We computed ankle, muscle and tendon impedance as described previously (Jakubowski et al., 2022). Briefly, we used non-parametric system identification to estimate ankle, muscle and tendon impedance from the experimental measures of ankle angle, ankle torque and displacement of the MTJ (Fig. 2). We quantified ankle impedance as the relationship between the imposed ankle rotations and the resultant ankle torque (Kearney and Hunter, 1990). Measurement of the MTJ motion allowed us to estimate muscle and tendon impedance under the assumption that the muscle and tendon are connected in series (Hill, 1938), and that the displacement of the MTU is determined by the angular rotation of the ankle multiplied by the Achilles tendon moment arm. Our method also assumes that the proximal end of the muscle is fixed, and any movement of the MTJ is a measure of the change in muscle length.
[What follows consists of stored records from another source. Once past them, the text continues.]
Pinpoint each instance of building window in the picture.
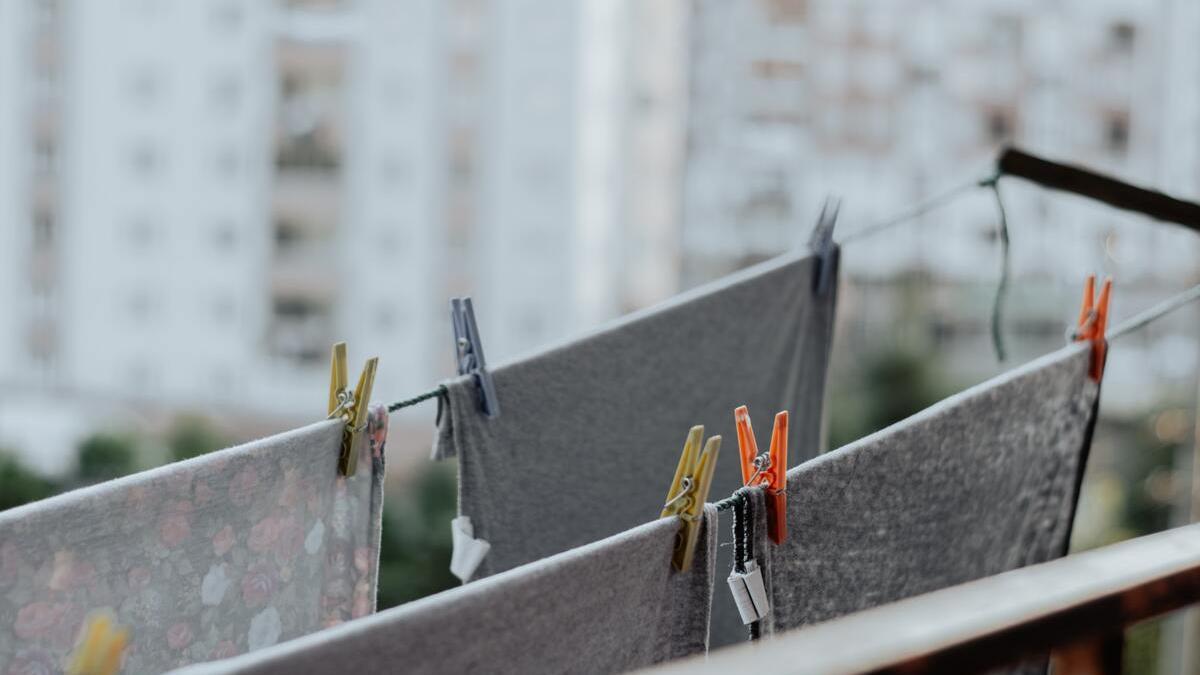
[275,219,305,253]
[1104,113,1129,155]
[214,148,241,180]
[212,294,234,323]
[130,70,160,106]
[34,211,55,250]
[130,143,163,179]
[212,221,238,252]
[275,74,342,172]
[212,2,242,34]
[211,76,241,113]
[128,217,155,250]
[989,16,1022,53]
[36,0,59,28]
[988,110,1014,143]
[762,0,809,24]
[1109,22,1138,54]
[379,157,408,186]
[127,291,154,321]
[34,138,58,175]
[374,304,396,333]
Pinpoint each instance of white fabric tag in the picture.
[728,560,770,623]
[450,515,492,583]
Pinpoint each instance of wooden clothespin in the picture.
[328,342,379,476]
[450,298,500,418]
[809,197,841,295]
[1074,274,1112,382]
[733,406,787,544]
[67,611,130,675]
[661,425,721,572]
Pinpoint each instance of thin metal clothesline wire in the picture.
[388,174,1008,412]
[388,174,1200,410]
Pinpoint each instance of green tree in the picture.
[829,350,950,448]
[167,416,228,461]
[0,449,58,510]
[76,432,137,483]
[378,464,458,609]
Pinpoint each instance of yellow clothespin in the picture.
[67,611,130,675]
[662,425,721,572]
[329,342,379,476]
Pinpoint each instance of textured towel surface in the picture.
[434,248,836,644]
[0,407,388,673]
[168,507,716,675]
[751,345,1099,634]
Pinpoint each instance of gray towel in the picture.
[168,507,716,675]
[434,247,836,645]
[751,345,1099,634]
[0,406,388,673]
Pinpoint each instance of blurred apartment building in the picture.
[0,0,1200,468]
[0,0,686,471]
[683,0,1200,401]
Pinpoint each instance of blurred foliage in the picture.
[0,449,59,510]
[378,462,458,609]
[74,432,138,484]
[829,350,954,448]
[1121,619,1163,675]
[167,416,229,461]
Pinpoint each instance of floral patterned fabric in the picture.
[0,406,388,675]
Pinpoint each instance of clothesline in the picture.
[388,220,1200,415]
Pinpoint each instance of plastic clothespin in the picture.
[1074,274,1112,382]
[66,611,130,675]
[809,197,841,295]
[450,298,500,417]
[733,406,787,544]
[328,342,379,476]
[661,425,721,572]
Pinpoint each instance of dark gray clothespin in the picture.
[450,298,500,418]
[809,197,841,295]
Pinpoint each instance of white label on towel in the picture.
[728,560,770,623]
[450,515,492,583]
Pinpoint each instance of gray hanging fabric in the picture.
[748,344,1099,634]
[434,246,838,645]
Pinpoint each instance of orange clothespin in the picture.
[661,425,721,572]
[1075,274,1112,382]
[733,406,787,544]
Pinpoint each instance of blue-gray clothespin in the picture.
[809,197,841,295]
[450,298,500,418]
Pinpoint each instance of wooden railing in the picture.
[656,525,1200,675]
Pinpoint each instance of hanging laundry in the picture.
[164,507,716,675]
[434,246,836,644]
[729,344,1099,634]
[0,406,388,673]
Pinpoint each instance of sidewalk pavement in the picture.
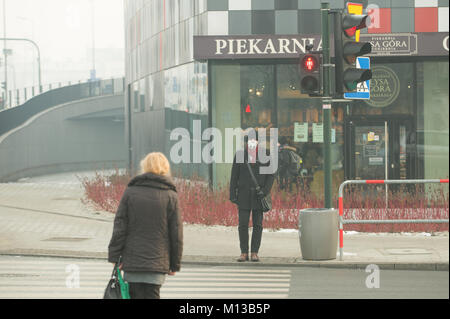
[0,172,449,271]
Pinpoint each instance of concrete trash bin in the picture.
[298,208,339,260]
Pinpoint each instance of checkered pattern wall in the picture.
[207,0,449,35]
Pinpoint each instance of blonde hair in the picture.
[141,153,170,176]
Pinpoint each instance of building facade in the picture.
[124,0,449,193]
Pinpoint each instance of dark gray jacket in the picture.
[230,151,275,210]
[108,173,183,273]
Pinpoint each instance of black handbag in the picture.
[246,162,272,213]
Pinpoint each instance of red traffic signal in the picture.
[302,55,319,72]
[299,53,322,95]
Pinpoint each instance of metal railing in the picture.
[339,179,449,261]
[0,78,125,136]
[0,78,124,111]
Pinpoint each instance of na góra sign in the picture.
[344,57,370,100]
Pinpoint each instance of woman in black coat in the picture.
[230,136,275,262]
[108,153,183,299]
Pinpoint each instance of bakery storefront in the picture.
[194,32,449,193]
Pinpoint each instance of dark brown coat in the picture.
[108,173,183,273]
[230,151,275,210]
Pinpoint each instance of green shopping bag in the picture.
[103,261,130,299]
[116,266,130,299]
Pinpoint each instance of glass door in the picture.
[347,118,416,180]
[353,122,389,179]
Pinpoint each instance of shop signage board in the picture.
[194,32,449,60]
[344,57,370,100]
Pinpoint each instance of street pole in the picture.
[0,37,42,93]
[3,0,8,108]
[321,2,332,208]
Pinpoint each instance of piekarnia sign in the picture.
[194,35,322,60]
[194,32,448,60]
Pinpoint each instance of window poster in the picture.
[294,122,309,143]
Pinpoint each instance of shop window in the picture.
[241,65,275,129]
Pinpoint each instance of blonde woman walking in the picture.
[108,153,183,299]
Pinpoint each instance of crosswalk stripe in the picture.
[0,263,290,275]
[0,257,291,299]
[167,277,290,282]
[161,293,288,299]
[161,286,289,293]
[176,272,291,278]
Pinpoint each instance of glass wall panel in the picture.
[352,63,415,115]
[240,64,276,129]
[139,79,146,112]
[277,64,344,195]
[131,81,139,112]
[417,61,449,184]
[211,64,243,185]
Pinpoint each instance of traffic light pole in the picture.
[321,3,332,208]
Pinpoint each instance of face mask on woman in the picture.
[247,140,258,163]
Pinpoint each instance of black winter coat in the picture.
[108,173,183,273]
[230,151,275,210]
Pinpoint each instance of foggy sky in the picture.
[0,0,125,89]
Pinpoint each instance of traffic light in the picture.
[299,53,322,95]
[334,12,372,94]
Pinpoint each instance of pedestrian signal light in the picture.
[299,53,322,95]
[334,12,372,94]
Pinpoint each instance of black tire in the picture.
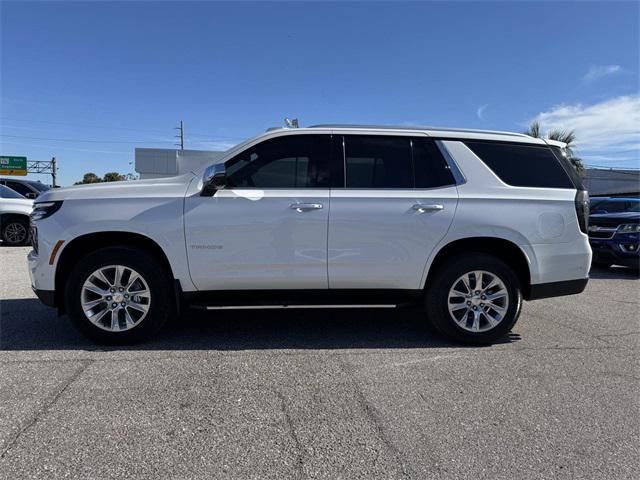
[425,253,522,345]
[2,217,30,246]
[65,247,175,345]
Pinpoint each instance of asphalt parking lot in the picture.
[0,247,640,479]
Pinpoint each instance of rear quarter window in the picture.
[465,141,575,188]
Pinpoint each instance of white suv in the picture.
[29,125,591,343]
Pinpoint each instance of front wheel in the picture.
[426,253,522,344]
[2,218,29,245]
[65,247,173,344]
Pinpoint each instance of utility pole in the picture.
[23,157,58,187]
[51,157,58,188]
[175,120,184,150]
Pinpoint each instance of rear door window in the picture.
[465,141,575,188]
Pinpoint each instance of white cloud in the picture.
[531,95,640,167]
[476,103,489,120]
[582,65,622,82]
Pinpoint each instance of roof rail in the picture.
[308,123,529,137]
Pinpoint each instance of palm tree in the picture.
[524,121,584,175]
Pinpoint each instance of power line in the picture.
[0,133,173,143]
[0,117,248,140]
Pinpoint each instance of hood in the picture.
[37,173,194,203]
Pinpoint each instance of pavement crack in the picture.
[0,360,93,459]
[337,358,411,478]
[276,390,304,478]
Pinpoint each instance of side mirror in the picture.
[200,163,227,197]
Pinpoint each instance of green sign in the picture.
[0,157,27,176]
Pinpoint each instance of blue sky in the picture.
[0,2,640,185]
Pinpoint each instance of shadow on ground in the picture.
[0,298,519,350]
[589,266,640,280]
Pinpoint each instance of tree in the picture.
[524,121,584,175]
[103,172,125,182]
[74,172,102,185]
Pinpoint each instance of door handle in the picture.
[411,203,444,213]
[289,203,322,212]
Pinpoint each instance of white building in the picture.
[135,148,224,179]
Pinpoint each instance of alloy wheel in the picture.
[80,265,151,332]
[4,222,28,245]
[448,270,509,333]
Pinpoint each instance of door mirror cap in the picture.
[200,163,227,197]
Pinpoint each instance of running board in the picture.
[182,289,422,310]
[200,304,397,310]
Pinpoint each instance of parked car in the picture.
[0,185,33,245]
[29,125,591,343]
[589,197,640,269]
[0,178,51,199]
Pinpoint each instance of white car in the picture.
[0,185,33,245]
[29,125,591,343]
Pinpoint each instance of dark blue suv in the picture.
[589,197,640,269]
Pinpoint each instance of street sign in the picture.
[0,157,27,176]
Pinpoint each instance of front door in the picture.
[185,134,330,290]
[328,135,458,289]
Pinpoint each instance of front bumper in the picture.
[589,233,640,268]
[525,278,589,300]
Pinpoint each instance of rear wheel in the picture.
[66,248,173,344]
[426,253,522,344]
[2,217,29,245]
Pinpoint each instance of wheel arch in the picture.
[54,231,176,309]
[0,212,30,242]
[424,237,531,299]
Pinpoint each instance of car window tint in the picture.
[0,185,24,198]
[345,135,413,188]
[412,138,455,188]
[465,141,575,188]
[225,135,330,188]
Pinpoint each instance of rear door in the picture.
[328,135,458,289]
[185,134,331,290]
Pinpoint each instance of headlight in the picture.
[618,223,640,233]
[30,201,62,221]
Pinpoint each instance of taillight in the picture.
[576,190,589,233]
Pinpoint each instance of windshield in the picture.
[591,198,640,215]
[29,182,51,192]
[0,185,24,198]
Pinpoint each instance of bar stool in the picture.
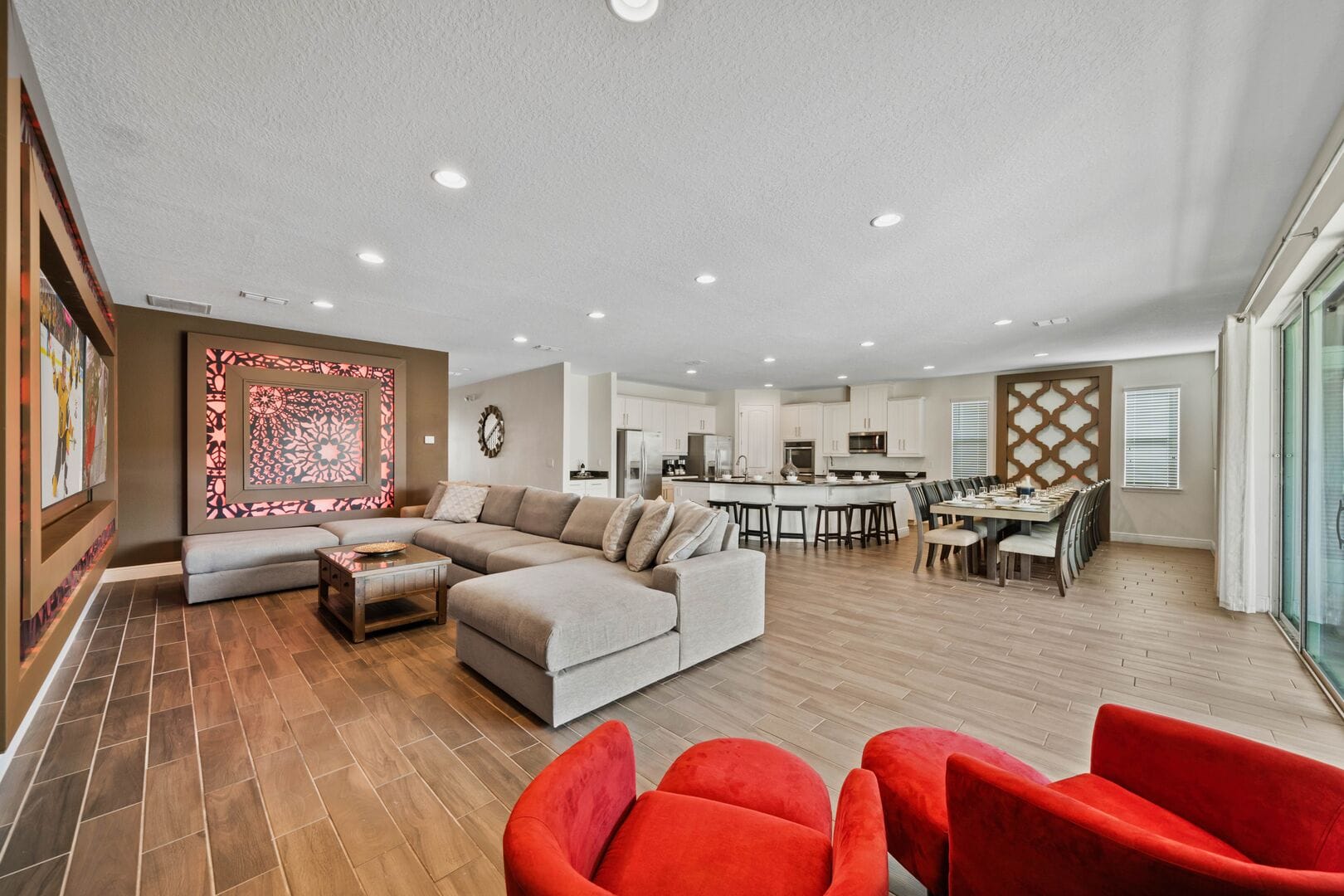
[850,501,882,548]
[811,504,854,551]
[709,501,742,525]
[741,501,774,544]
[872,501,900,542]
[774,504,808,553]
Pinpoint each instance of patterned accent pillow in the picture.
[659,501,719,566]
[625,499,674,572]
[423,480,447,520]
[434,485,489,523]
[602,494,644,562]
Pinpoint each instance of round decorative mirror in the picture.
[475,404,504,457]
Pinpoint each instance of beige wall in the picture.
[447,363,568,489]
[113,305,447,566]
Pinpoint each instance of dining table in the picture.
[928,486,1078,579]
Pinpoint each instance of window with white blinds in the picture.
[952,401,989,478]
[1125,386,1180,489]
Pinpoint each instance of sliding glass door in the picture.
[1301,267,1344,690]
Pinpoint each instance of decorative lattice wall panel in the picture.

Thus, we can estimate muscle and tendon impedance from estimates of ankle impedance and the translation ratio – the relationship between MTJ displacement and the angular rotations of the ankle. Specifically, to characterize ankle, muscle and tendon impedance, we estimated ankle impedance and the translation ratio, and used these quantities to compute muscle and tendon impedance (Jakubowski et al., 2022). We previously demonstrated that the magnitude of the frequency response functions was nearly constant from 1 to 3 Hz and had a high coherence (Jakubowski et al., 2022). This indicates that stiffness was the dominant contributor to impedance over this frequency range, and our data had a high signal-to-noise ratio (Jakubowski et al., 2022). Additionally, this frequency range (1–3 Hz) is relevant to common tasks, including locomotion (Angeloni et al., 1994). As such, we computed the stiffness component of ankle, muscle and tendon impedance by averaging the magnitude of the respective frequency response functions from 1 to 3 Hz. Our primary analysis will focus on the stiffness component of impedance due to its relevance in the control of posture and movement at the ankle (Ludvig et al., 2022).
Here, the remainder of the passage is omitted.